Open Orchestra treats roles as capabilities and governance responsibilities, not only human job titles. Projects can keep roles inactive until risk, scope, impact area, or a workflow gate requires them.

Core delivery roles: Product Manager, Product Owner, Business Analyst, Architect, Developer, QA, Security, DevOps, SRE, DBA, Data Engineer, UX/UI Designer, Accessibility Reviewer, Release Manager, Compliance/Privacy, Technical Writer, Tech Lead, SDET, Platform Engineer, Frontend Specialist, Backend Specialist, Mobile Specialist, AI Evaluation Engineer, and Support/Customer Operations.

Orchestration roles for modern multi-agent systems:

  • Parent Agent / Orchestrator — sequencing, handoffs, locks, escalation, integration.
  • Planner — work breakdown, dependency mapping, role activation rationale.
  • Reviewer / Critic — independent review before gates or handoffs.
  • Toolsmith / Integration Engineer — tools, MCPs, providers, adapters, automation contracts.
  • Context Curator / Memory Manager — decisions, assumptions, stale context, shared memory hygiene.
  • Policy / Governance Agent — approvals, budgets, workflow rules, compliance gates.
  • Observability / Incident Response — telemetry, alerts, runbooks, incident readiness.
  • Data / Privacy Officer — PII, retention, encryption, access, data compliance.
  • Domain Expert — project-specific business or industry judgment.
  • Performance Engineer — load, latency, scalability, caching, concurrency, graceful degradation.
  • Game Designer — gameplay loops, tutorialization, player feedback, balance risk.

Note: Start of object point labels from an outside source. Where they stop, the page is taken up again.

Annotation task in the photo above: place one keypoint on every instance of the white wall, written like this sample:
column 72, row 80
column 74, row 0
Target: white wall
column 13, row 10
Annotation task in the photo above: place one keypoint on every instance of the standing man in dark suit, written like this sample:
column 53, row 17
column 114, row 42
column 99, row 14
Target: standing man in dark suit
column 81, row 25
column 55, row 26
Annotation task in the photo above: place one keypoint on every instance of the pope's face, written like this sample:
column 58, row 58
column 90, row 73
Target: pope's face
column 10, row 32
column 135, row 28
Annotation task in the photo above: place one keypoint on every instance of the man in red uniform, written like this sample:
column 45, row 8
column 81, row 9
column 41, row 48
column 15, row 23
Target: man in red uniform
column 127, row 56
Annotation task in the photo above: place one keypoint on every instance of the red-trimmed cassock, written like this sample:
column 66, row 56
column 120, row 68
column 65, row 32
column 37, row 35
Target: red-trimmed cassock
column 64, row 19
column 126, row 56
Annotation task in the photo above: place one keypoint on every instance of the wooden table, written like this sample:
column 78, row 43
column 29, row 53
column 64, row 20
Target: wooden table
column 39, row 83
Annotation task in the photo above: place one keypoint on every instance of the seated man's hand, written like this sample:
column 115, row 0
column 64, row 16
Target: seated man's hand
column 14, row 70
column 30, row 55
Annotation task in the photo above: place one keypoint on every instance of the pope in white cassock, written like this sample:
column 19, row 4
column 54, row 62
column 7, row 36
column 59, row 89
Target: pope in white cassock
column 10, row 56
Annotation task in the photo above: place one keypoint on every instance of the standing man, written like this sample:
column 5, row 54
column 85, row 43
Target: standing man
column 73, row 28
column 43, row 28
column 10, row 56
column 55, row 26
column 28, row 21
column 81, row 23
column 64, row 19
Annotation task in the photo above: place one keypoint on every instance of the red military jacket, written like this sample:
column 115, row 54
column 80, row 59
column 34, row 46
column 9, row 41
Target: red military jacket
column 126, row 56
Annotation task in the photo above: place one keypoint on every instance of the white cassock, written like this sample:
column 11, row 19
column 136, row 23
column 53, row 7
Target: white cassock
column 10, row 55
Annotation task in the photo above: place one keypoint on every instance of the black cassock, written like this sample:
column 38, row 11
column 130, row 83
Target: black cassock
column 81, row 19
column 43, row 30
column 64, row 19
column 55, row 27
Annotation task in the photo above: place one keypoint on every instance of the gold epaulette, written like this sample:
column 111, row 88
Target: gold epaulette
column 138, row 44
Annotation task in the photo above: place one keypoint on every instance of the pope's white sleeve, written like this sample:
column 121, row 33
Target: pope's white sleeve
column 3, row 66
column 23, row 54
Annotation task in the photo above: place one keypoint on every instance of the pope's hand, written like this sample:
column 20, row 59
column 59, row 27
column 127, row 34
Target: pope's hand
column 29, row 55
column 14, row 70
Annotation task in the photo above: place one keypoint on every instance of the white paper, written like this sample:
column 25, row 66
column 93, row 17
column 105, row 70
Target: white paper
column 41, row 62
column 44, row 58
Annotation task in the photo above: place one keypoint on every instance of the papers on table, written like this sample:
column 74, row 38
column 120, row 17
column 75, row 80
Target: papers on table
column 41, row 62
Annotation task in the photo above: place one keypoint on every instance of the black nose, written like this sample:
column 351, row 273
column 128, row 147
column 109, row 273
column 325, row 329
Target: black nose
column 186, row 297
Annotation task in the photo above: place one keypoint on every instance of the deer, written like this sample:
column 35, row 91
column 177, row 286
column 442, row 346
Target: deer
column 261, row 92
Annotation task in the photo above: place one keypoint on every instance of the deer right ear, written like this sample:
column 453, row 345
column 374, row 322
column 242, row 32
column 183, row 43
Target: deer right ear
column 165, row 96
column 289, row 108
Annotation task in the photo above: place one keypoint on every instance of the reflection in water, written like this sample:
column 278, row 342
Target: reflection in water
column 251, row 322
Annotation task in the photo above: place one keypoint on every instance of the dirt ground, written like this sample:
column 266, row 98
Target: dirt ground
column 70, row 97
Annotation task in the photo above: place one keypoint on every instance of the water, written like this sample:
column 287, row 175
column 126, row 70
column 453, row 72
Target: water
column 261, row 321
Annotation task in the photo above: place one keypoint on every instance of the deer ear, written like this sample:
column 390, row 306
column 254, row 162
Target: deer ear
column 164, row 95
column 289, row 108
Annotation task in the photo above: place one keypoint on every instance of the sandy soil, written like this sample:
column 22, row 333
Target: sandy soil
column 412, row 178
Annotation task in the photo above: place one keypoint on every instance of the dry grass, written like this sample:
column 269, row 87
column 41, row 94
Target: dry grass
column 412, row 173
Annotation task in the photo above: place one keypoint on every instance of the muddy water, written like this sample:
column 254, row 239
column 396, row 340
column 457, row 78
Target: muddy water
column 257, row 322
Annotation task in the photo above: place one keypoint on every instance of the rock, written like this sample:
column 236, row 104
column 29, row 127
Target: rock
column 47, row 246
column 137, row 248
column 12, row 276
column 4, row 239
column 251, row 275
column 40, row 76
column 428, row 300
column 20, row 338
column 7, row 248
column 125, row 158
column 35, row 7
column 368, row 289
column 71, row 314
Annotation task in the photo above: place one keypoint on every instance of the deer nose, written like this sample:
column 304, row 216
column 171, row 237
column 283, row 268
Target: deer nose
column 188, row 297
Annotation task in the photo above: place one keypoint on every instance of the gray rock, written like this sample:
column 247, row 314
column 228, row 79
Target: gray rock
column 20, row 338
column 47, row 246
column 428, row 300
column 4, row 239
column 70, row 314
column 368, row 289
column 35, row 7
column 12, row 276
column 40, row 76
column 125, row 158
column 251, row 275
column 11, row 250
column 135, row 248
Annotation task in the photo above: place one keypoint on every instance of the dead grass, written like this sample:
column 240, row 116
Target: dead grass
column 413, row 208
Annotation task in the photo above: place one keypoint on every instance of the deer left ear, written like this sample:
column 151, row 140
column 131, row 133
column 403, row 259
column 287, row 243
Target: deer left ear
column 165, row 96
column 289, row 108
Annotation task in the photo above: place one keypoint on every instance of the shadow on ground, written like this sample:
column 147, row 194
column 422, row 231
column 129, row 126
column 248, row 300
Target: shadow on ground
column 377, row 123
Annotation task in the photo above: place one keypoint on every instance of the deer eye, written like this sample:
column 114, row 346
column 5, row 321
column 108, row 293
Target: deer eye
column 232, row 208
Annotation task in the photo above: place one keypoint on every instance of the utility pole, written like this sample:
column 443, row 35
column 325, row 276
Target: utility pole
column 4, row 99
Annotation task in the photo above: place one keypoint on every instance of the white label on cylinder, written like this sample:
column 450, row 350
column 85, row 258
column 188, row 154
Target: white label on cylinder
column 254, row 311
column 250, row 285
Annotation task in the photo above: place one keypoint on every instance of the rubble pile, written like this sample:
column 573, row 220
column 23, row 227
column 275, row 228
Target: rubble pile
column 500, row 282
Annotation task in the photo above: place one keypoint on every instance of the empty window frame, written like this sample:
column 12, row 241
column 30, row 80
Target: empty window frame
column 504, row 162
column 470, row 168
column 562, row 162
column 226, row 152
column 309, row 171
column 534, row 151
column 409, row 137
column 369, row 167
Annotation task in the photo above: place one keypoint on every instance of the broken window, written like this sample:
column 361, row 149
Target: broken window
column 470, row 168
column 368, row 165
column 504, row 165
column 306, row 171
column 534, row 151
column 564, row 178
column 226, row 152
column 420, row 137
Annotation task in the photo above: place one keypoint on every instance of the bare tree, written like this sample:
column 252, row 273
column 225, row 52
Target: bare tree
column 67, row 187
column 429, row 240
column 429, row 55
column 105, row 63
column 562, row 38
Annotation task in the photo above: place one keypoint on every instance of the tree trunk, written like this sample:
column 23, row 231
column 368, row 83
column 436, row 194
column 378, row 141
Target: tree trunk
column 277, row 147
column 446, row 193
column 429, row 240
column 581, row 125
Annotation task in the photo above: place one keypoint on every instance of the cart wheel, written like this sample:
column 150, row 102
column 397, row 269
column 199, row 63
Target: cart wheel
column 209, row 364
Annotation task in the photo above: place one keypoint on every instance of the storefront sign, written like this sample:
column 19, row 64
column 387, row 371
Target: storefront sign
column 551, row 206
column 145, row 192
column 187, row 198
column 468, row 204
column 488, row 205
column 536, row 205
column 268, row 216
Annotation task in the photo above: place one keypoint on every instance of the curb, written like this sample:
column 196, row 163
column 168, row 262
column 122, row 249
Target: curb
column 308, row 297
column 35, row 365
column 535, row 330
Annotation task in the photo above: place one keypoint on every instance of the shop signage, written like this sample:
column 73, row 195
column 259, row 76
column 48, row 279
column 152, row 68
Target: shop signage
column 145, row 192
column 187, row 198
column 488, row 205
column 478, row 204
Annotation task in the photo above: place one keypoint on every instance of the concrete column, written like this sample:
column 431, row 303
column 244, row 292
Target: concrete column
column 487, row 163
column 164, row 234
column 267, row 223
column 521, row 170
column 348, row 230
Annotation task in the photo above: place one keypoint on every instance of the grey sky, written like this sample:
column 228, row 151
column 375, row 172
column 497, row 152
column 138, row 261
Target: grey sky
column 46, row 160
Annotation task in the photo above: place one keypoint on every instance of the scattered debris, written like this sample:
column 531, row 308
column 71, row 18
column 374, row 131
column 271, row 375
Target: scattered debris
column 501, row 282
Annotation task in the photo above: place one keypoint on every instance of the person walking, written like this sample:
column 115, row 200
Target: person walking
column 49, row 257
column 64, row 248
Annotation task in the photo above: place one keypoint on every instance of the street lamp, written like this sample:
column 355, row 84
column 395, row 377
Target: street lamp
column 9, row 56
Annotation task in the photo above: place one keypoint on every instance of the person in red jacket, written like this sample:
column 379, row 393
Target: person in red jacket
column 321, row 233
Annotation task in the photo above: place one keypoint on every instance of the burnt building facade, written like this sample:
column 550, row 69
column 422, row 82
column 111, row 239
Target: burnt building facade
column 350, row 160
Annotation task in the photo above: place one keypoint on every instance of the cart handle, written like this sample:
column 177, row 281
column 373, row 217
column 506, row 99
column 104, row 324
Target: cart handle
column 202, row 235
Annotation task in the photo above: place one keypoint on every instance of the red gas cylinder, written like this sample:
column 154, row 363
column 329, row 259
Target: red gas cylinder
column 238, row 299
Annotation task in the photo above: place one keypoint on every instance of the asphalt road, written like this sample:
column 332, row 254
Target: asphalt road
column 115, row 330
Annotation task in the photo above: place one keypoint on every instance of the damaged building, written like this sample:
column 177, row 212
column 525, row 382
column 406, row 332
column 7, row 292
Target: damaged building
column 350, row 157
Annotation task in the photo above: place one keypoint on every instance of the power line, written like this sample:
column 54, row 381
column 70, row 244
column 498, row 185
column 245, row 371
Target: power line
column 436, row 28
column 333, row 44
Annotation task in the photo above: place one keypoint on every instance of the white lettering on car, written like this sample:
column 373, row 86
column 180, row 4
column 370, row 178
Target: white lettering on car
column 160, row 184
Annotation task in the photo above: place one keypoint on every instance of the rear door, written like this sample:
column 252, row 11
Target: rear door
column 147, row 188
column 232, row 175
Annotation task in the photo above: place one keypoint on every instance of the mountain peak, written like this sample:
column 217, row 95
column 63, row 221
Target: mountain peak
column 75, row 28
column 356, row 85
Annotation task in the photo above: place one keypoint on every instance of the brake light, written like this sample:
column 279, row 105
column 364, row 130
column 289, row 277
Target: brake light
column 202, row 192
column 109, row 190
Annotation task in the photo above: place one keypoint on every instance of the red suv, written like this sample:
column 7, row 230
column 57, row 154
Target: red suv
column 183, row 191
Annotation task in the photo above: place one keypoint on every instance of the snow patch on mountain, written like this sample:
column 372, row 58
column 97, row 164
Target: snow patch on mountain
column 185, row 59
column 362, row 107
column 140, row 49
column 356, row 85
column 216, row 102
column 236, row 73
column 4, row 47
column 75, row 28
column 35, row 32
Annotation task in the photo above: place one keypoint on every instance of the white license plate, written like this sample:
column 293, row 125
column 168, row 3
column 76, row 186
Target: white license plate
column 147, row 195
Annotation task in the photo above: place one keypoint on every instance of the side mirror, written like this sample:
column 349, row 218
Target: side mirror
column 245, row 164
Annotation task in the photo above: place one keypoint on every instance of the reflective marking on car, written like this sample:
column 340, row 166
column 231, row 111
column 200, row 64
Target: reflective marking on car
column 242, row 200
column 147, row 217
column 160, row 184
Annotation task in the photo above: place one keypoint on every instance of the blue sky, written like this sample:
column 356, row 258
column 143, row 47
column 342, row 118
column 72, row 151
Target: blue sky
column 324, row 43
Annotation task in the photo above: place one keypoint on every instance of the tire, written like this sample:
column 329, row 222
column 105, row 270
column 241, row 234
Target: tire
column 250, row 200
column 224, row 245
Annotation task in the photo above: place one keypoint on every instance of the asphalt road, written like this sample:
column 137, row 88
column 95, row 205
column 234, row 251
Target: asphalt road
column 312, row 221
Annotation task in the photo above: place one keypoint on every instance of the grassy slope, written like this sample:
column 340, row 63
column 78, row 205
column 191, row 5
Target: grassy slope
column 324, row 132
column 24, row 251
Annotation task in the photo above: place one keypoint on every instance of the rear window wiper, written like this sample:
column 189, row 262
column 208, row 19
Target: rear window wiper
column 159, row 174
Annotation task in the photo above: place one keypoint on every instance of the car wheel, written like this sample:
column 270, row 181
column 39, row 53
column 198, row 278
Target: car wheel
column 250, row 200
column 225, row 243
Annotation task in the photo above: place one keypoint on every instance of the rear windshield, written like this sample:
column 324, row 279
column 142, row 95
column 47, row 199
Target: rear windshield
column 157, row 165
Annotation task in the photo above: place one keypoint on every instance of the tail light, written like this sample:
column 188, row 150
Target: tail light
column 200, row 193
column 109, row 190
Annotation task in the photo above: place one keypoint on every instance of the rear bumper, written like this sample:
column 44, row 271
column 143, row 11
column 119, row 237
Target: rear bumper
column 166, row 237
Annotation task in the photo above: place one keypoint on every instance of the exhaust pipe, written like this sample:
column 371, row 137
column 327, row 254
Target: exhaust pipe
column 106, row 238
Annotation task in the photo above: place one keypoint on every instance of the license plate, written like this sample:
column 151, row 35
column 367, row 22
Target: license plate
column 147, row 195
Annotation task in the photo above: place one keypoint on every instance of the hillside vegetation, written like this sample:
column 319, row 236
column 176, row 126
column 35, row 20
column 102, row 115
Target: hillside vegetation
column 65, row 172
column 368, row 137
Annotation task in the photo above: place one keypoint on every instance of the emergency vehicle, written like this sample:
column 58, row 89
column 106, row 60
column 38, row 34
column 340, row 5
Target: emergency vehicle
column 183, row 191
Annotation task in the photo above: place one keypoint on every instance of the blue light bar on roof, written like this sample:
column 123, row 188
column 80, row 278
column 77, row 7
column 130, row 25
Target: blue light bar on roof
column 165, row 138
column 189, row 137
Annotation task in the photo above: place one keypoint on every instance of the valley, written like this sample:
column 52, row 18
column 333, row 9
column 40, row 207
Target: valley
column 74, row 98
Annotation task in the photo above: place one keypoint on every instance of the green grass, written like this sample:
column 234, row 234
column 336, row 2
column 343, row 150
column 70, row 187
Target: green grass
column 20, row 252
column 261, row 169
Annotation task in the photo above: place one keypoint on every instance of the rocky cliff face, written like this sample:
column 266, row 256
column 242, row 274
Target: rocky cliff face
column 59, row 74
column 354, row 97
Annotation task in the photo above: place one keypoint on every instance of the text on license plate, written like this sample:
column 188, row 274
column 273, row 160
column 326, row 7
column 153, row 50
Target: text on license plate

Each default role declares activation criteria, expected evidence, and gate participation so a parent agent can select only the roles needed for a task. See docs/dev-team-specialist-role-profiles.md for specialist profiles.

Workflow Files

.agent-workflow/
  config.json
  roles.json
  tasks.json
  locks.json
  events.jsonl
  workflow-runs.jsonl       ← autonomous run state (append-only)
  clarifications.jsonl      ← clarification loop records (append-only)
  estimates.jsonl           ← declared effort baselines (append-only)
  approvals/
  decisions/
  handoffs/
  evidence/
  reviews/
  runs/

Skills and Context Loading

Primary instruction files should stay short. Detailed procedures live in task-scoped skills loaded only when needed. See docs/skill-loading-strategy.md for the manifest, loading flow, and built-in skill candidates.

Prompt Registry

Open Orchestra scaffolds a stack-agnostic .generated-prompts/ registry during orchestra init. Agents use it to preserve prompt intent and generation conventions without bloating main instruction files. Split by artifact type: code, UI, services, tests, CI/CD, docs, diagrams, and evals.

VS Code Control Center

The VS Code extension scaffold lives in extensions/vscode-open-orchestra. It consumes stable CLI JSON contracts for status, validation, graph plan, roles, approvals, evidence, and config inspection. The CLI remains the source of truth.

npm run build
code extensions/vscode-open-orchestra

Compatibility

  • Existing .agent-workflow/ data remains valid.
  • Existing AGENTS.md, CLAUDE.md, Cursor rules, and generated instruction files remain supported.
  • ORCHESTRA.md is the intended future primary guide name and can coexist with current agent instruction files.

See docs/orchestra-mvp.md for the full command reference.